Singapore shift events to protect pitch for Suzuki Cup

SINGAPORE (Reuters) - Proprietors of Singapore's much-maligned National Stadium have bumped a concert in an attempt to assure concerned organisers that they will have a pitch up to the standards for next month's Suzuki Cup.





Taiwanese pop star Jay Chou's Nov. 8 performance will be moved to a week after the conclusion of the Nov. 22–Dec.20 Southeast Asian football championships amid fears that covering the pitch for the concert would kill the grass.

"As we now begin to look forward to the AFF Suzuki Cup next month, we have had to make some difficult decisions to ensure this regional competition has the best chance for success with regards to the quality of the National Stadium pitch," Sports Hub chief operating officer Oon Jin Teik said in a statement.

Tournament organisers, the ASEAN Football Federation (AFF), said they would decide on Wednesday whether or not to move the eight-team tournament, to be co-hosted with Vietnam, or switch venues to Singapore's much smaller 5,000 seat Jalan Besar stadium on an artificial pitch.

The National Stadium surface was heavily criticised again this week as Brazil beat Japan 4-0 in a friendly on Tuesday on a surface the Singapore Football Association deemed far short of international standards.

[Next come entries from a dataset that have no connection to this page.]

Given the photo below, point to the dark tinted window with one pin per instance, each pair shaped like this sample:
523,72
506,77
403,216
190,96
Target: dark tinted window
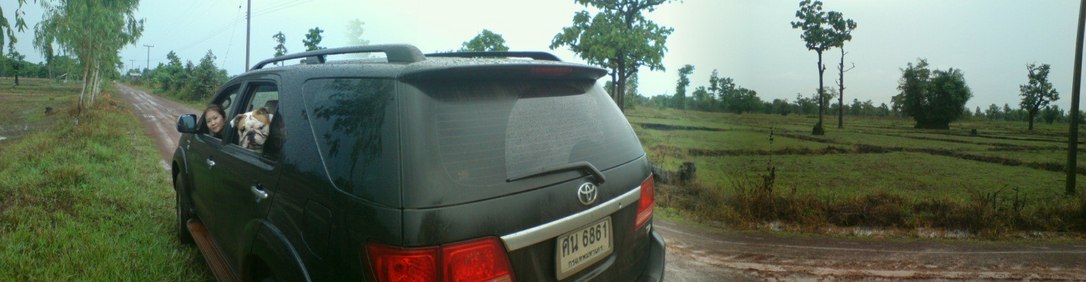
355,128
489,131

The AFF want the stadium -- the centrepiece of a $1 billion Sports Hub also featuring an aquatics centre and indoor stadium -- to be empty for a minimum of 15 working days prior to their event.

That puts into doubt the New Zealand Maori's non-cap rugby match against the invitational Asia Pacific Dragons in Singapore on Nov. 15.

A second concert featuring Grammy award winning artist Mariah Carey will go ahead on Friday but with a rearranged stage and set up to better protect the sandy pitch, made of natural grass reinforced with artificial fibre inserts.

The pitch only had two weeks to bed in May as appose to the normal six-month period leaving it struggling to cope with the number of events and constant covering for concerts and amateur runs. Many are unhappy with the poor spectacle which threatens to hinder Singapore's bid to become a sporting capital.

Sport Singapore, a statutory board of the Ministry of Culture, Community and Youth, threatened to withhold funds for Sports Hub if the pitch problems continued to embarrass.

"We cannot be paying for what has not been delivered," it said shortly after Tuesday's fulltime whistle.